Dredging to start on LSU Lakes project in mid-August
BATON ROUGE - Activity is picking up around the LSU lakes and dredging will soon begin to start the clean-up process. It's something we've seen for far too long, with green muck and the occasional fish kill covering the waters, but soon, people will be able to truly enjoy the lakes and the beauty they offer.
Construction equipment is already staged near the University Lake and phase one of the project will start in mid-August.
University Lake project partners got the go-ahead last month to finally start restoring the lakes. The first phase of the project will include dredging City Park and Erie Lakes.

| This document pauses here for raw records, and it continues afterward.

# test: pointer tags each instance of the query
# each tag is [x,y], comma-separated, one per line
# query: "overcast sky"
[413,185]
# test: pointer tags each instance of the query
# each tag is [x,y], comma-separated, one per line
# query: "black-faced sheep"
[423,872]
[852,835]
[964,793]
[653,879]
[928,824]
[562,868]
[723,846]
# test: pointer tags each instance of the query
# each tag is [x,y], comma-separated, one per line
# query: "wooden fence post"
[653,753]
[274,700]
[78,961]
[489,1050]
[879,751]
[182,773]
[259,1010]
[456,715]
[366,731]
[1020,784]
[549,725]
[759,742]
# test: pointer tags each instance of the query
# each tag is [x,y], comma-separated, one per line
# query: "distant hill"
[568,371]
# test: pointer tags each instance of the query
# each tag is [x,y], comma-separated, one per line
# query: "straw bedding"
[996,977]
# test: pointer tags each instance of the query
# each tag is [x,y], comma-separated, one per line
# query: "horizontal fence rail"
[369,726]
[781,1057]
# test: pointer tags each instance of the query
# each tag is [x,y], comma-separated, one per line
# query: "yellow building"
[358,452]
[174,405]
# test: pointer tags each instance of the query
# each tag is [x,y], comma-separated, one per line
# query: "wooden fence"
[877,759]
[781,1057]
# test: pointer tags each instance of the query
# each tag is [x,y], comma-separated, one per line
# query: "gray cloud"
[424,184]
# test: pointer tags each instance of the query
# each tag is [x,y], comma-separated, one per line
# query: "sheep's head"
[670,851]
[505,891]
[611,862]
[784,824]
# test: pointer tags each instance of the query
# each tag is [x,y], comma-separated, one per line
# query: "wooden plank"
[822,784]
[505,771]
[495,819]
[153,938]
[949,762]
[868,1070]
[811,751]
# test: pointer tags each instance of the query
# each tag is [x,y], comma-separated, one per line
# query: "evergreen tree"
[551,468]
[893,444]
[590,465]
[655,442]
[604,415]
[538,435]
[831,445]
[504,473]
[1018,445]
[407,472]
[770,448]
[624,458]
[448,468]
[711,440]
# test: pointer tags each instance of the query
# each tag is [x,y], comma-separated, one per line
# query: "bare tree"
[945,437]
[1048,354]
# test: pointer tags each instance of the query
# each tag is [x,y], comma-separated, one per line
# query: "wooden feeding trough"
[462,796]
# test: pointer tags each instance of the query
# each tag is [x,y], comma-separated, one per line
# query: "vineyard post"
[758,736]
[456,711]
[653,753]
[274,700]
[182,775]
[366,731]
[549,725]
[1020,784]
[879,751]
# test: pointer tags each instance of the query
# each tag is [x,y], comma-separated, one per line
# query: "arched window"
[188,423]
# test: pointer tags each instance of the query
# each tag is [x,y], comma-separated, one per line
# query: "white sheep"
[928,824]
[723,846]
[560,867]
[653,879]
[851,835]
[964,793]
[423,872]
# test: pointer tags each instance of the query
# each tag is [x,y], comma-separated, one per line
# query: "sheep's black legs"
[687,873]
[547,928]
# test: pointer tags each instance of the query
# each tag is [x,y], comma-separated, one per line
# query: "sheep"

They'll also start the expansion of the LSU bird sanctuary in University Lake.
Senator Franklin Foil says it's taken a while to get the permits from the Corps of Engineers, but we'll start seeing activity within the next few weeks.
"Phase one, we're going to do a bridge between May Street and East Lakeshore off of Dalrymple and it's going to allow people to be able to use both City Park Lake and University Lake when they're in a boat and they go back and forth," said Senator Foil. "It's going to make it a safer place to walk, also."
It'll also bring improvements to May Street which crosses over University and City Park Lake. With that, we'll see a new bridge and bike paths. Once completed, phase two will follow shortly after, starting with dredging University Lake.
"We will also dredge that lake and improve the shore around it to make bike trails and make it more pedestrian-friendly and safe to walk around the lake," Foil said. "So it's important to keep the lakes fresh and healthy, to go and dredge the lakes periodically, and that's what we're going to do."
Senator Foil says taking care of these lakes is vital, especially to our wildlife, and hopes to see some relief soon.
"Well, it's as you can see, the lakes, unfortunately, have gotten into a deplorable condition because originally they were swamps and if you don't do anything to keep the lakes up, they're going to go back to the natural state and become swamps again," said Foil. "We'd like to make the lake an inviting place where people can actually go fish, go canoe and enjoy recreation around the lake. This will also help with flood control. That's part of the money that we're able to get to fund this project is going to flood control mitigation."
Phase one costs about $32 million and phase two is an additional $20 million. If everything stays on track, the Lakes Project should be completed in 2025.